Only a few years earlier, Yellock had had to install hand controls on his car in order to drive himself to work, on errands, and to the seemingly endless string of doctor and physical therapy appointments that constantly awaited him across Texas. And yet, here he was, on his way to buy his dream car, a 1984 Porsche 911 Targa that would require him to use all four of his limbs if he was to drive it back home to Dallas.
That Yellock even has all four of those limbs is a testament to the wonders of modern medical science. That he can use them to operate a manual transmission is nothing short of miraculous. Fresh out of college and inspired by both his parents’ military careers, Yellock joined the Air Force. His goal: to become a Combat Controller, a special operations soldier whose duty is to embed with special forces teams from across the U.S. military—Green Berets, Delta Force, Navy SEALS—and control air-to-ground combat operations. Suffice it to say, this is no paper-pushing desk job.
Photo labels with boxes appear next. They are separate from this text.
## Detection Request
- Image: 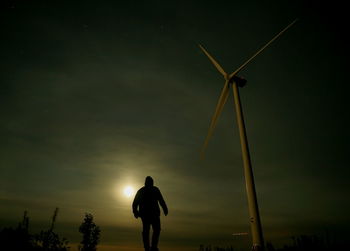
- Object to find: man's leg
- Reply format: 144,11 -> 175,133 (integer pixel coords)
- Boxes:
151,216 -> 160,251
141,217 -> 151,251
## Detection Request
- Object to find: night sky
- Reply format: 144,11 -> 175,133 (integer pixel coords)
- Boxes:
0,0 -> 350,251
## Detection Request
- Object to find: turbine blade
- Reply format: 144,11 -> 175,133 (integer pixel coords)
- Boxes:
201,80 -> 230,159
229,19 -> 298,79
199,44 -> 227,77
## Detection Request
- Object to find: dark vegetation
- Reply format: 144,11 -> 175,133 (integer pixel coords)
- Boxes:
0,208 -> 347,251
199,235 -> 348,251
0,208 -> 101,251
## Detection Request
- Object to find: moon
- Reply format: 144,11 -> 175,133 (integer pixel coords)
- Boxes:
123,186 -> 135,198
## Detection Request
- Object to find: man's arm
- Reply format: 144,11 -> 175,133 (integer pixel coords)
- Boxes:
158,190 -> 168,216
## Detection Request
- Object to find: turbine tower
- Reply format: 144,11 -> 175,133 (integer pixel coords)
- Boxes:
199,19 -> 297,251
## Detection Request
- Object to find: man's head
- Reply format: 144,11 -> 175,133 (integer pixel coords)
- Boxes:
145,176 -> 153,187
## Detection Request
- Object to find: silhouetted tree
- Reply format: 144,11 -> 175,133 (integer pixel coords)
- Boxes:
79,213 -> 101,251
0,211 -> 33,251
35,208 -> 69,251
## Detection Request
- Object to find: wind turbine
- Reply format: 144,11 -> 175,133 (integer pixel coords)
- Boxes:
199,19 -> 297,251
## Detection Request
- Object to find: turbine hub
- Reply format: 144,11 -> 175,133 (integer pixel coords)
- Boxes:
230,75 -> 247,87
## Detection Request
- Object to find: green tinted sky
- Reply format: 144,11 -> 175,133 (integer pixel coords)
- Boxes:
0,1 -> 350,250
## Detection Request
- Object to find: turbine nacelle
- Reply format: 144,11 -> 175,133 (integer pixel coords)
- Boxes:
229,75 -> 247,87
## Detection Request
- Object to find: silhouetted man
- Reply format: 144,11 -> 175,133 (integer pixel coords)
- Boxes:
132,176 -> 168,251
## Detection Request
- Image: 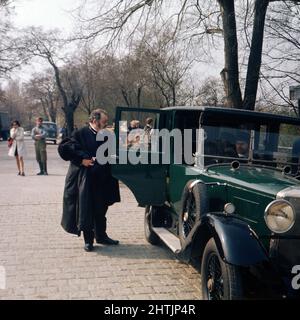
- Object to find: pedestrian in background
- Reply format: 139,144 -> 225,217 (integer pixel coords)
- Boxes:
31,117 -> 48,176
8,120 -> 26,177
59,109 -> 120,252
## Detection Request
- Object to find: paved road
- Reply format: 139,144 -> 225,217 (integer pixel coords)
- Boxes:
0,140 -> 201,300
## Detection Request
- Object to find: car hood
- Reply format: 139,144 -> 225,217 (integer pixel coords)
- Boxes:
208,165 -> 299,196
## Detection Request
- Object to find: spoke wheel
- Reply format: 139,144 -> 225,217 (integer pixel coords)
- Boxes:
206,253 -> 224,300
182,193 -> 197,238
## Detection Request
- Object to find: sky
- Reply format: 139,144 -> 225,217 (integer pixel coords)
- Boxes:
6,0 -> 221,82
14,0 -> 77,33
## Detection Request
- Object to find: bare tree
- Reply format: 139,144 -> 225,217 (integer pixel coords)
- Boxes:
261,2 -> 300,116
77,0 -> 298,110
196,77 -> 226,107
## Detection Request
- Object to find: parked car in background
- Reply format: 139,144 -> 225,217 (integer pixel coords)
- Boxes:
0,112 -> 10,140
112,107 -> 300,300
43,121 -> 57,144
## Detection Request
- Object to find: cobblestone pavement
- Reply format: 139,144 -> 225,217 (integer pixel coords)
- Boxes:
0,140 -> 201,300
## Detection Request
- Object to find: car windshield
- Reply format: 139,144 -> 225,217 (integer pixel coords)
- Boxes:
202,122 -> 300,172
43,123 -> 56,130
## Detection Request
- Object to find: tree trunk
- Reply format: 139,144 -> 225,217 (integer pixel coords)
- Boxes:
243,0 -> 269,110
218,0 -> 242,108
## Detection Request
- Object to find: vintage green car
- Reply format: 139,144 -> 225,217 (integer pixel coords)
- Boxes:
112,107 -> 300,300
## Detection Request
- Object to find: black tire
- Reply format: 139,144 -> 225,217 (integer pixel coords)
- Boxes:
178,180 -> 208,246
201,238 -> 243,300
144,206 -> 160,245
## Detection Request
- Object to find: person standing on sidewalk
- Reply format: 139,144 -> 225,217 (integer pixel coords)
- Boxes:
31,117 -> 48,176
58,109 -> 120,251
8,120 -> 26,177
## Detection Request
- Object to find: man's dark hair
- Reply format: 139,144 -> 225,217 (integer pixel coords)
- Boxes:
89,109 -> 108,122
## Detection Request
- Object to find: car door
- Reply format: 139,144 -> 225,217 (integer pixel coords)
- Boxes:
112,107 -> 168,206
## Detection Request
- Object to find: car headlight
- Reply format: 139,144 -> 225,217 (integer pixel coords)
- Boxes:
265,200 -> 296,233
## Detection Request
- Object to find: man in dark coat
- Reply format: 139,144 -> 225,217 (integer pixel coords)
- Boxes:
60,109 -> 120,251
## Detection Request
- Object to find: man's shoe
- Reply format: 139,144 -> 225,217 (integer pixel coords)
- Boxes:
84,243 -> 94,252
96,236 -> 119,246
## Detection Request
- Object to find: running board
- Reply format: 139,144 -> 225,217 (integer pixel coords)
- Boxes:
152,228 -> 181,254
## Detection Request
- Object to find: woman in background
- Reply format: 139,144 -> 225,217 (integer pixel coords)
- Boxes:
8,120 -> 26,177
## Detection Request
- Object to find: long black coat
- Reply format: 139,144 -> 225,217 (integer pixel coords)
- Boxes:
61,127 -> 120,235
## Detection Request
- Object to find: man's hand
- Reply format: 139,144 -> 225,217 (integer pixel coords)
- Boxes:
81,159 -> 94,168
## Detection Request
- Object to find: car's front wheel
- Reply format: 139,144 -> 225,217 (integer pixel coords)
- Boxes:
144,206 -> 160,245
201,238 -> 243,300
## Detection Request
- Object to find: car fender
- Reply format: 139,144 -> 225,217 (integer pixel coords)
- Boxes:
199,213 -> 269,267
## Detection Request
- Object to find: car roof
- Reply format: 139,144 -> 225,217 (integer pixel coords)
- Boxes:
161,106 -> 300,124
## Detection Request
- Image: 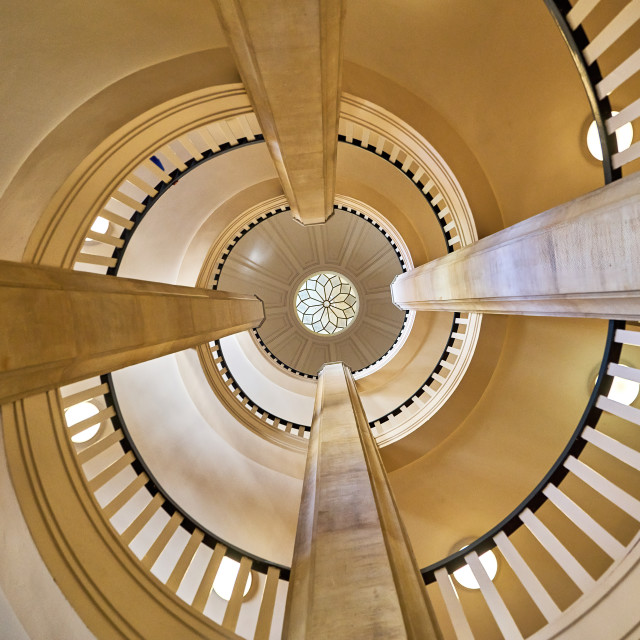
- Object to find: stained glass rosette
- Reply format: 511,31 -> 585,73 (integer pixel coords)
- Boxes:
296,273 -> 358,335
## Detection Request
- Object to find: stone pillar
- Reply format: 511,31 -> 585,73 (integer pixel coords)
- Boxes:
0,261 -> 264,404
391,174 -> 640,320
283,362 -> 440,640
215,0 -> 344,224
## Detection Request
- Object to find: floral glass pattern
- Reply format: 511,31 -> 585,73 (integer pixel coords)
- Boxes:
296,272 -> 358,335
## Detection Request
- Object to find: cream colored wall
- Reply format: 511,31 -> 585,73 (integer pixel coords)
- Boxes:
0,0 -> 632,637
0,417 -> 94,640
343,0 -> 602,228
0,0 -> 225,200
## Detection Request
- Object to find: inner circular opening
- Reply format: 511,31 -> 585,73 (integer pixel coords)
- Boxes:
295,271 -> 358,335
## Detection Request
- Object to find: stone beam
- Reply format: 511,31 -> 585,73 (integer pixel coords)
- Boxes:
0,261 -> 264,404
283,362 -> 441,640
391,174 -> 640,320
214,0 -> 344,224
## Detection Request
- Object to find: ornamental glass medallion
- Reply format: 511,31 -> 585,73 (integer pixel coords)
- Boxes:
296,272 -> 358,335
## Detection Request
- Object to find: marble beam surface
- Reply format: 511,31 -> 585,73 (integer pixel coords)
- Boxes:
391,174 -> 640,320
0,261 -> 264,404
283,362 -> 441,640
214,0 -> 344,225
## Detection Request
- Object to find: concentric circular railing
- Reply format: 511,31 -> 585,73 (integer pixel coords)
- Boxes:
422,0 -> 640,639
60,375 -> 290,638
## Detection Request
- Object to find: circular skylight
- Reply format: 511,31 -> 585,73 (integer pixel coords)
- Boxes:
453,547 -> 498,589
213,556 -> 252,600
64,402 -> 100,444
587,111 -> 633,160
296,272 -> 358,335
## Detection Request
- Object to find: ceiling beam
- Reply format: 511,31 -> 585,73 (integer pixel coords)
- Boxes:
214,0 -> 344,225
282,362 -> 442,640
0,260 -> 264,404
391,174 -> 640,320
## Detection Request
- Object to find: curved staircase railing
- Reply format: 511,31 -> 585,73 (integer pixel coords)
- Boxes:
60,375 -> 290,638
422,0 -> 640,639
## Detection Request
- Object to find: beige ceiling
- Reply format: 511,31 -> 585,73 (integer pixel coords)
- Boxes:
218,210 -> 405,375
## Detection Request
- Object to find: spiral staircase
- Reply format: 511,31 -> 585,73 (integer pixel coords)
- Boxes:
0,0 -> 640,640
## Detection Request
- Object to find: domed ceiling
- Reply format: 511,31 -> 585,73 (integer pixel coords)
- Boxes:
218,209 -> 405,375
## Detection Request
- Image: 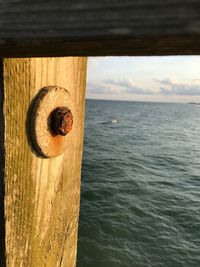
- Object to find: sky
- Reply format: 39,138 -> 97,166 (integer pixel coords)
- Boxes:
86,56 -> 200,102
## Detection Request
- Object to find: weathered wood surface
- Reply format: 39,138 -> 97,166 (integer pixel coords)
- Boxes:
0,0 -> 200,57
1,58 -> 87,267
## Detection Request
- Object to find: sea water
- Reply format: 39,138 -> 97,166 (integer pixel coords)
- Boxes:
77,100 -> 200,267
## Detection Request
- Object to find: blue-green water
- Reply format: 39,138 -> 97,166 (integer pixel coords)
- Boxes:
78,100 -> 200,267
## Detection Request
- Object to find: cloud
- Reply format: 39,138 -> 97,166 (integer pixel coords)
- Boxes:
154,78 -> 200,96
87,79 -> 153,95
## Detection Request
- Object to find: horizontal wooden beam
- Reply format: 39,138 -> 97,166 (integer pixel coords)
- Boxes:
0,0 -> 200,57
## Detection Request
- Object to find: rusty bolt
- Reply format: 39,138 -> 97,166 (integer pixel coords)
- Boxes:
51,107 -> 73,136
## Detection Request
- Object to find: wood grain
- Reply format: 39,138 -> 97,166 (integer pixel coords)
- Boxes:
4,58 -> 87,267
0,0 -> 200,57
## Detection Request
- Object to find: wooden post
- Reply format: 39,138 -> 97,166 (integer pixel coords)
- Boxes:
0,57 -> 87,267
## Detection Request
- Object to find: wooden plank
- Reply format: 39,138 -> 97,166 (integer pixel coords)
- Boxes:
4,57 -> 87,267
0,0 -> 200,57
0,60 -> 6,267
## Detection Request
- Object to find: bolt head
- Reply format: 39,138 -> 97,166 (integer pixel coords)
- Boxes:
50,107 -> 73,136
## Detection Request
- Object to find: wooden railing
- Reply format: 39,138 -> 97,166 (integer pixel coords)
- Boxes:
0,0 -> 200,267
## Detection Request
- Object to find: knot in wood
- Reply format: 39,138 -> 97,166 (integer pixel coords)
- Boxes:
51,107 -> 73,136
In 2011, while on his second deployment in Afghanistan, Yellock’s convoy hit an improvised explosive device in Paktika Province. The explosion ripped through the MRAP (mine resistant military vehicle) in which Yellock was riding. When Yellock regained consciousness and looked down, he could see the soles of his feet staring back at him. After applying tourniquets to himself to staunch the bleeding, and then supervising a helicopter MEDEVAC landing for himself and his interpreter, Yellock was rushed to a military hospital and eventually evacuated back to the United States. For his actions on that day, Yellock received the Bronze Star, Purple Heart, and Combat Action Medal.
Yellock also received words from his doctors that he would, in all likelihood, be a double, below-the-knee amputee. Even if they saved his legs, the doctors said, he might never run again, much less drive a manual transmission.
“I felt at that point that I’d run enough,” Yellock says. “I think we’ve all run enough, but at only 24 years old, it was a difficult prognosis to know that I might never be able to use my feet again [to drive a stick shift].”
Thanks to modern limb-salvage techniques—and 32 surgeries—Yellock not only has both of his legs but now uses them to do everything from play golf to, yes, drive his classic Porsche. Sure, he will have to wear adaptive braces on his legs for the rest of his life but this, for Yellock, is a price worth paying if it gives back to him these simple pleasures he once came so close to losing.
Driving a manual transmission is no longer something Yellock takes for granted. It is not an afterthought, or an experience to which he feels entitled. Every time Yellock slides into the driver’s seat of this 911, it is a reminder of his perseverance, his good fortune, and his unbreakable optimism that keeps him moving forward into the future.